Graduating students from the Istituto Europeo di Design of Turin (IED) Transportation Design course created a thesis project in collaboration with Indian automaker Mahindra.

Asked to create a concept that blurred the boundary between a typical minivan and a compact SUV, the students worked in groups to devise a solution for the European market in keeping with the brand’s identity. They developed the concept for the interior as well as the exterior and created a 3D virtual presentation at the end of the project.

As a reference for the urban minivan, students were asked to design ultra comfortable vehicle with innovative interior spaces to suit a specific target demographic: young adults (25-35 years old), recently married with young children.

The brief for the compact SUV called for a vehicle that catered to the freelance professional — an entrepreneur, plumber, farmer, etc. — and offered the ideal balance between driving performance and vehicle practicality.

The three projects below best satisfied the initial brief and were developed in quarter scale models by Italian model and prototype builder Cecomp and exhibited at IED Turin’s headquarters.

Mahindra Bee concept
Alex Vasil Imnadze
The Bee concept is a six-passenger people carrier with a distinct crossover/SUV aesthetic. “I tried to study a new segment of vehicles for the Indian and European market,” says Alex Vasil Imnadze, who sought inspiration from the Fiat Multipla and Nissan Juke in creating the concept. “Both vehicles have unique and attractive lines with a strong individuality.”

Mahindra Core concept
Denald Jasini and Michal Sebastian Ptak
Drawing inspiration from the Ford Airstream concept, private aircraft and Indian fashion, Denald Jasini and Michal Sebastian Ptak developed the Core concept, a five-passenger vehicle designed for the premium customer.
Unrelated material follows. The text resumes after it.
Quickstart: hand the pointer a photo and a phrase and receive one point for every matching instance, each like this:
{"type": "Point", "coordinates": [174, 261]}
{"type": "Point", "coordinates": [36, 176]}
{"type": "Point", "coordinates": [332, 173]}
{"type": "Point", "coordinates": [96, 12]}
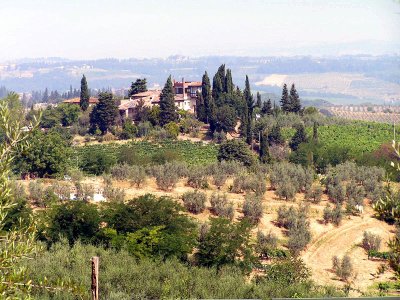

The concept’s louvered rear window allows light to enter the cabin in a distinct pattern which elevates the feeling of luxury, further enhanced by the concepts asymmetrical cabin and lounge-like seating areas.

Mahindra Shroom concept
Aldo Maria Sica
This concept’s name — the Shroom — is derived from three words: ‘Shaking Handling Room’. Though we’re not sure why it’s called that, we do like the concept’s open interior and references to the iconic Volkswagen Microbus – its fully glazed front end descends all the way down to the front bumper! With a playful exterior aesthetic consisting of triangular windows and an electric powertrain, the concept’s focus is on interior space , which can be further augmented thanks to front folding seats when the vehicle is stationary.